Heading west, and on the southern side of Purnululu National Park, the scenery is just as good. Mountains glisten in the sun, with with golden spinifex under huge white gums. Strangely, I saw no Kimberley boab trees along the way.

It’s only 170km to Halls Creek, but my camp for the night was Sawpit Gorge, 50km before Halls. There was a narrow, slow track into the gorge, where there are two camping areas near the Black Elvire River. With a towering rock wall on one side and sandy, shaded banks on the other where raging flood waters have cut a path, it’s a secluded and beautiful location to stop.

Free overnight camping is allowed – there is a toilet and rubbish bins at the top camp. The lower camp is 4WD-only, where camping is 10-fold beside the pools of water set amongst gums and the massive rock wall. At different times of the day, the sun lights up the wall with a stunning red show. 

Duncan Road.
Relics on the Duncan Road.

There are several walking trails along the creek to spot wildlife or just to find a private swimming hole. This place is beautiful and quiet.

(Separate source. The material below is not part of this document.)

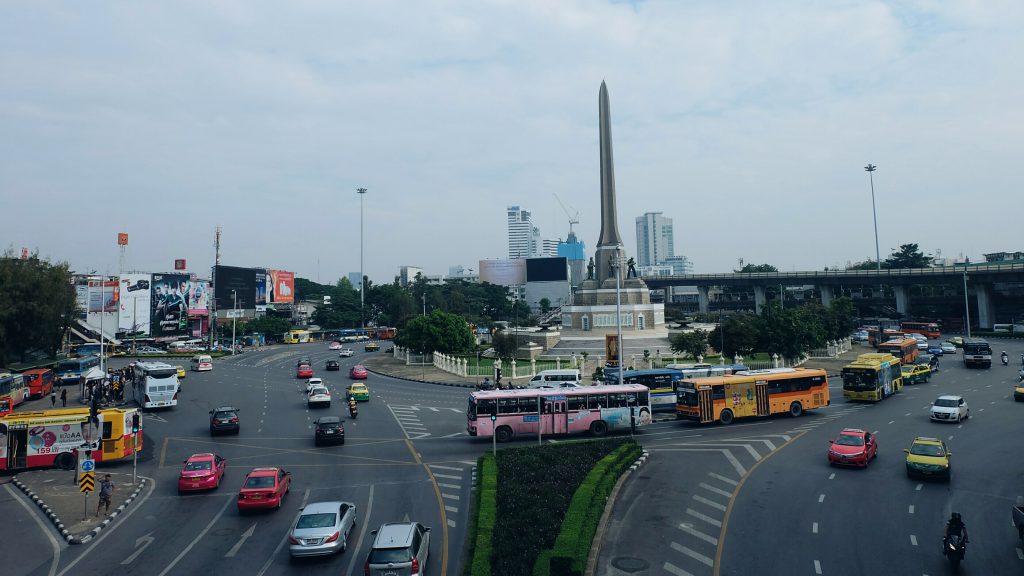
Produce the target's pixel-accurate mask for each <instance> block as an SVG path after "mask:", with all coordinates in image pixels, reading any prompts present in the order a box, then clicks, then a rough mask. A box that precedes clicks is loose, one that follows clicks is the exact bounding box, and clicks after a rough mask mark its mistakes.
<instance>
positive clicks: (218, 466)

Back out on Duncan Road, a popular local swimming hole is Palm Springs. Also on the Black Elvire River, this palm-fringed spring-fed pool also allows free-camping. With permanent water, it’s truly an oasis where palms and soft grasses line the waterhole. It’s thought that Afghan teamsters planted the original date palms found here. One Afghan man, Sam Hazlett, and his Aboriginal wife, Duddru, lived at Palm Springs for many years, where they used the springs for drinking water and to grow vegetables that he sold locally. 

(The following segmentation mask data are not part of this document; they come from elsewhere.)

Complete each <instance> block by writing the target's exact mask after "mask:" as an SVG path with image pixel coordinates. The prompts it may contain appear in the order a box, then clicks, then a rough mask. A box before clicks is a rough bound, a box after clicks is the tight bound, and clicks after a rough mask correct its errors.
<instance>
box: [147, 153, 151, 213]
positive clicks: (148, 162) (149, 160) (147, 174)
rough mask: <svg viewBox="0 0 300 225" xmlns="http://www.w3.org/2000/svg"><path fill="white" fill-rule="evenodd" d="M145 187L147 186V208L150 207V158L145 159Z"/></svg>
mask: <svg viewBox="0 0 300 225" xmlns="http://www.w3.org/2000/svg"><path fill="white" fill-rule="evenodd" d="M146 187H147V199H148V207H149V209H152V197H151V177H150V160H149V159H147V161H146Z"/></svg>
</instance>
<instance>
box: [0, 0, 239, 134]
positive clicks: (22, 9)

Not far down the road is Old Halls Creek, where the first gold was discovered in Western Australia and where the WA gold rushes began. It was in 1885 that Charles Hall found a 28oz nugget.

This area was known as the ‘Golden West’. Old Halls Creek was the site of the original gold mining community where prospectors followed the gold up the creeks and gullies from Brockman to Old Halls Creek. Today, some of the original mud buildings are protected from the belting sun and weather by a huge shed.

Duncan Road
The Great Wall of China, near Halls Creek.

The 1885 gold rush was short and sharp here, but it bought people from the coast and from as far away as California. At its peak, the town had stores for commercial and private trade. Out the back of the old town is a memorial for the RFDS that was erected for its 90th anniversary, as this is the location where the idea for a remote doctor service originated. In July 1917, following the accident of stockman Jim Darcy, the Royal Flying Doctor Service was born.

Further towards Halls Creek, a natural phenomenon in which softer rock has weathered away, leaving a striking pure white quartz wall rising up to 6m, has occurred. Called China Wall, the white quartz stands out as it carries on into the distance over several mountains and into the gullies. It’s said that this wall of quartz can be followed all the way north to Kununurra.

With nearly 500km under my belt, I needed to head into Halls Creek to fuel up, but not before finding a couple of old stone huts on nearby Sophie Downs Station.

If you are in no rush and like getting off the main roads, driving through stunning scenery, setting up at amazing camp sites, then this explore is a no-brainer. With amazing history and dramatic landscapes following the Ord River, I personally consider the Duncan Road one of the most scenic roads in the whole Kimberley.



Duncan Road is a 445km drive north-south on the eastern side of the WA border, from the Savannah Way to Halls Creek. With another 100km of side diversions, this is one great adventure drive. I found it full of amazing scenery and structures. The added exploration of Old Halls Creek and the stunning Sawpit Gorge was well worth the three-day detour. 


Stunning landscapes on the eastern side of the amazing Bungle Bungle Range right down into the southern end, with camping at Sawpit Gorge and exploring the mud hut ruins of Old Halls Creek, plus the story behind the origins of the RFDS.


Most relevant information can be found on the WA’s Kimberley map or atlas. A remote yet straightforward drive, it’s about the history and natural wonders. Road conditions can be found on both the WA and NT shire sites as Duncan Road wanders south through both states.